I currently surf fish with a 6ft Penn Battle combo. I'm looking to get a longer rod for better distance (I already have a different reel). To get just over the 1st sandbar at my location is about 400ft. Easy to achieve with a 9ft rod? I'm thinking a 10ft might be a little more than I want. I plan on jigging with 1-2oz bucktails and jerk baits. The rods I'm looking at are spec'ed at 9ft 1-3oz lures and the 10ft is 2-6oz lures. 
Thank you for any feedback.


----------



## printrman (Feb 28, 2014)

check this one out, I've got it and absolutely love it. might want to consider an 11 or even 12'

http://www.carolinacastpro.com/products/CPS10FT1-4OZ


----------



## lonewolf0420 (Apr 21, 2014)

Thank you for that.


----------



## ez2cdave (Oct 13, 2008)

lonewolf0420 said:


> I currently surf fish with a 6ft Penn Battle combo. I'm looking to get a longer rod for better distance (I already have a different reel). To get just over the 1st sandbar at my location is about 400ft. Easy to achieve with a 9ft rod? I'm thinking a 10ft might be a little more than I want. I plan on jigging with 1-2oz bucktails and jerk baits. The rods I'm looking at are spec'ed at 9ft 1-3oz lures and the 10ft is 2-6oz lures.
> Thank you for any feedback.



Is anyone actually throwing a 1oz-2oz Bucktail Jig 135 yds, especially INTO the wind ? 
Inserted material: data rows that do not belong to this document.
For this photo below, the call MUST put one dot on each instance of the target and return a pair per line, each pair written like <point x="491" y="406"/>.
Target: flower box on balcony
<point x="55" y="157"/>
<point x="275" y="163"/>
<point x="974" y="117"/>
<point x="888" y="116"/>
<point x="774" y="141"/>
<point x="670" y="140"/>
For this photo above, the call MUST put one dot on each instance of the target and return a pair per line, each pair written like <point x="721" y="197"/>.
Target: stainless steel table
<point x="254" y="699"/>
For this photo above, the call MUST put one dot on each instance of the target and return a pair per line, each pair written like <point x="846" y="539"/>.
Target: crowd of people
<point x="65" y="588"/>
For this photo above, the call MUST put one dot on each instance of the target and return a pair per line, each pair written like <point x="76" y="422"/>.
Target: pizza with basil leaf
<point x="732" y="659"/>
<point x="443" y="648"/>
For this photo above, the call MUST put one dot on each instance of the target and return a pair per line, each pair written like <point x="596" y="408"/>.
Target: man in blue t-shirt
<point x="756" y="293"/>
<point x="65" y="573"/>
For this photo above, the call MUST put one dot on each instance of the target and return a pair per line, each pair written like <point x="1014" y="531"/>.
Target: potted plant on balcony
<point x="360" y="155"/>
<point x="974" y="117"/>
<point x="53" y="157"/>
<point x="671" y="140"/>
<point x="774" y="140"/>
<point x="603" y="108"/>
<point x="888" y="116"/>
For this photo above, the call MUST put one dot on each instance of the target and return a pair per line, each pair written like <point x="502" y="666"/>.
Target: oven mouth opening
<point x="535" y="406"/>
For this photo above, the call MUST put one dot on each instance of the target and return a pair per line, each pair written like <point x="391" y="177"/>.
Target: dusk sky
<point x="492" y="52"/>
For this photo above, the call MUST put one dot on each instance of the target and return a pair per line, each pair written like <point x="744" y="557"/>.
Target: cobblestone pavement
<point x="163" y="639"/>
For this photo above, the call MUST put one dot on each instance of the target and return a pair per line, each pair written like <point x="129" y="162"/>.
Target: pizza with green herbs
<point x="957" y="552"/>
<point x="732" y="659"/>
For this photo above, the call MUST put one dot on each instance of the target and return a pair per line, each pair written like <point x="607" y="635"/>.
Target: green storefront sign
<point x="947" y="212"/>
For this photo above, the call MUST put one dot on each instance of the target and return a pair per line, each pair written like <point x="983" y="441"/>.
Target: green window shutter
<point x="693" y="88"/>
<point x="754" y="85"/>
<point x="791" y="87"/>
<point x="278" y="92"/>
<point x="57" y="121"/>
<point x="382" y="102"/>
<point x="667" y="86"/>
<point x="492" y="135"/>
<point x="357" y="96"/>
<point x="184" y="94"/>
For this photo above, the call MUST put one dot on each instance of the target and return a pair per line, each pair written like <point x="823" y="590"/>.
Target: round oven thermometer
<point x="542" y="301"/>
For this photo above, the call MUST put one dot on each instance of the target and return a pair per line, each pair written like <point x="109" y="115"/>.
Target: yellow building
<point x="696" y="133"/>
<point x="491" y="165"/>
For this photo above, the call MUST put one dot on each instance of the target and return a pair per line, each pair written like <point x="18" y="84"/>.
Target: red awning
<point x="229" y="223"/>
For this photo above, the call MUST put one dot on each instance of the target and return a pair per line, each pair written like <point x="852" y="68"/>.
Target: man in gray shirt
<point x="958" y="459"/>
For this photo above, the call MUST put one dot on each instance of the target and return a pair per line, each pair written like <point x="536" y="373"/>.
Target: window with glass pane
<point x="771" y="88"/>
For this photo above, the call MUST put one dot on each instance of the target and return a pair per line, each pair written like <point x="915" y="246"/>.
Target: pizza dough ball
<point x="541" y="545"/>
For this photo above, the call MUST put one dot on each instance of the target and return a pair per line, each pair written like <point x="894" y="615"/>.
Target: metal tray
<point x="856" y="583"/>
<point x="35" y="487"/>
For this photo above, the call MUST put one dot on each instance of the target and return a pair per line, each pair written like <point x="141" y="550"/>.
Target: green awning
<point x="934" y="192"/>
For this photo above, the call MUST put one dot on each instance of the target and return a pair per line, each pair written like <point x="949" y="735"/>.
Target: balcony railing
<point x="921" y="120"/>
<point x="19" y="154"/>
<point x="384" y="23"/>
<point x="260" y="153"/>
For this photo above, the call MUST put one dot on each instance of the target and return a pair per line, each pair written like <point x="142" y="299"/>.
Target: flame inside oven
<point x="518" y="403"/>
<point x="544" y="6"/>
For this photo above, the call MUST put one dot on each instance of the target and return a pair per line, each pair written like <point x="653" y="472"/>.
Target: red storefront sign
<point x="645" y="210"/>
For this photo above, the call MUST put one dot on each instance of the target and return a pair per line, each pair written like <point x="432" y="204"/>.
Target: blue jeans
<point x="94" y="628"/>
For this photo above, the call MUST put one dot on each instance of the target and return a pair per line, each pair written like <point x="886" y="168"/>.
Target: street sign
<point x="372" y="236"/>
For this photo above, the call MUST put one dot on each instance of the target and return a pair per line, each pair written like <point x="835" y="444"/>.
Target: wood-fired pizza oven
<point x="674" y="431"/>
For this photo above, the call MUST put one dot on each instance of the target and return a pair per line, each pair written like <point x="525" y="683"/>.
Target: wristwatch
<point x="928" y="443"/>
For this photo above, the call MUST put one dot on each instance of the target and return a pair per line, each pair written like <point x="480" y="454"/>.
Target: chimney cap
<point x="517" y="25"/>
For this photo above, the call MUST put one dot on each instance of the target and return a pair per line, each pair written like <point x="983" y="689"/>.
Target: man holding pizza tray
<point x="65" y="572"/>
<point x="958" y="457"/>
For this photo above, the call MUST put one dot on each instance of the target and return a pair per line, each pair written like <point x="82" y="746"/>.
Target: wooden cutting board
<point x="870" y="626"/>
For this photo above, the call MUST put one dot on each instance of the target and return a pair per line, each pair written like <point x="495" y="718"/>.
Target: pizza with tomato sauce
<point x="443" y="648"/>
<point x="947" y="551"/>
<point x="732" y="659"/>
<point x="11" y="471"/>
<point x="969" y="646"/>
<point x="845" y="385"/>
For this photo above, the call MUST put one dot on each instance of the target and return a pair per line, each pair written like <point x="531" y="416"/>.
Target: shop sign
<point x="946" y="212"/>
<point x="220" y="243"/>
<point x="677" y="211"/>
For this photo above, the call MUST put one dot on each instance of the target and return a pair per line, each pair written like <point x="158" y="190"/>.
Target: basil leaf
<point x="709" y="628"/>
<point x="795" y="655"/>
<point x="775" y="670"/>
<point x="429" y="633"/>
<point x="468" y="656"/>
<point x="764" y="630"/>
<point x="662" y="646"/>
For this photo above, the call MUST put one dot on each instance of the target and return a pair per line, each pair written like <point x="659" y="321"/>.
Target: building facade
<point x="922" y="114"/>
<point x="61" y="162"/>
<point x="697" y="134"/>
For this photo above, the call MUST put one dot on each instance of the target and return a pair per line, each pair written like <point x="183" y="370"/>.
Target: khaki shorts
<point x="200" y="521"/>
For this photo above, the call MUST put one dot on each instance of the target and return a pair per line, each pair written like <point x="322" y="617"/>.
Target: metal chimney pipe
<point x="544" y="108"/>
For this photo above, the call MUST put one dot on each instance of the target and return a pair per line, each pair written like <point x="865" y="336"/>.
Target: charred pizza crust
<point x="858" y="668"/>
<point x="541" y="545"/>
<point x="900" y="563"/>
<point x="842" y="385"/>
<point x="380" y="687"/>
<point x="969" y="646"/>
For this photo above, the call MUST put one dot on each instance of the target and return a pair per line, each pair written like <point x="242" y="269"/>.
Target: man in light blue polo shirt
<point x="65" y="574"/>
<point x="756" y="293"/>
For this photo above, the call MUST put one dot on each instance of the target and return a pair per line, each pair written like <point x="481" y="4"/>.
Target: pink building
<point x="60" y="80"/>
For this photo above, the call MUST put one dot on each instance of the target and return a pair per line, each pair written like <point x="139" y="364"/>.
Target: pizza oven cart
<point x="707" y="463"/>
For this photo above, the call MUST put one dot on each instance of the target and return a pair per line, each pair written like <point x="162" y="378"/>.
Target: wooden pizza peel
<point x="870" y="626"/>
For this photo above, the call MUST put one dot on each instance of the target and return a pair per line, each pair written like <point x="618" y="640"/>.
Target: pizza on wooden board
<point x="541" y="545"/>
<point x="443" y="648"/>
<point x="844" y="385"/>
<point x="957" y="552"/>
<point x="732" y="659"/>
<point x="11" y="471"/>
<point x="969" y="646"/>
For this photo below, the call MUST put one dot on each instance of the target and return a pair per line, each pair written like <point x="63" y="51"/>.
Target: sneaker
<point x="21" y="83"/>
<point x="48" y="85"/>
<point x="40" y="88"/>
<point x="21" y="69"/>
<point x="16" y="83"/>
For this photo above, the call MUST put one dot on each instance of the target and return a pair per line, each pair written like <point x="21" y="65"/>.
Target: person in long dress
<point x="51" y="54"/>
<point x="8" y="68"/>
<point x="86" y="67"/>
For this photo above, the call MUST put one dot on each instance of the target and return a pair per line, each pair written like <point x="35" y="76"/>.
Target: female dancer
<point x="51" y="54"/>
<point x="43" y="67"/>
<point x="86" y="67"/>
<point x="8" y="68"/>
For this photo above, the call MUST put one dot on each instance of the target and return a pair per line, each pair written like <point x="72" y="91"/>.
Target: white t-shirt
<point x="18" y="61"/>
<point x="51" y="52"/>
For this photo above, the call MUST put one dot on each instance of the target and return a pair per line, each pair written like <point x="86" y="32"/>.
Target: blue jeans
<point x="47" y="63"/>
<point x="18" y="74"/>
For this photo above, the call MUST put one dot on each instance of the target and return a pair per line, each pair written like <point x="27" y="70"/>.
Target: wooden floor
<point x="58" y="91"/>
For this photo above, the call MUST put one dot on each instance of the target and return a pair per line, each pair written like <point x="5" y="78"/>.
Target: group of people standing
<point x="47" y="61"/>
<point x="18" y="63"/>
Difficult, at best, considering the aerodynamic drag involved . . .


----------



## mungk (Jul 11, 2013)

throwing a bucktail 135 yds... that's impressive.


----------



## Espresso (Mar 18, 2005)

I'd like to see someone tossing a 2oz lure rigged for fishing that far using anything less than a 10'er. The only way I see it happening is for someone to use 8-10# braid. Goodluck trying to reel your fish in after it's hooked.


----------



## pods (Sep 10, 2013)

I think if you were to find a 10 foot rod in the 1-4 oz range you might reach that distance with a 1 1/2 oz bucktail. You can also walk out past the first gut and then the cast wont be nearly as long.
I don't think you are going to be able to hit that distance with a plug. Too much wind resistance. A heavy spoon yes, bucktail maybe, jerkbait I doubt it. 
The bigger problem is using such a heavy jig at that distance would be tough to detect bites and impart good action.
So I would go with the rod you are more comfortable throwing over which one will give you the absolute most distance. IMHO. I like something in the 8-9 foot range and if the schooling blues (what I toss to) are farther out, I walk out far enough to reach them.
Best thing to do is match the length of what you like, and make sure you are within the weight ratings (especially on the low end) for what you are throwing.


----------



## IPNURWATER (Aug 20, 2013)

I use a ten ft 1_3lure (pretty sure its a uk pole so not 100 percent on specs) and I can basically spool my stradic 4k on cast with a 1 1/2 -2oz jig but on the elizabeth river with 10 lb braid with Mono backing. I'm not a big surf caster so my casting pretty basic. I think hitting your 100 plus yrd is achievable with the right load and line combo.I know in the river jigin out that far killes the sensitivity of the fishbite I just could imagine how the waves would be with it probably alot of missed sets or fake bites


----------



## lonewolf0420 (Apr 21, 2014)

So essentially it will be futile trying to get that far out.


----------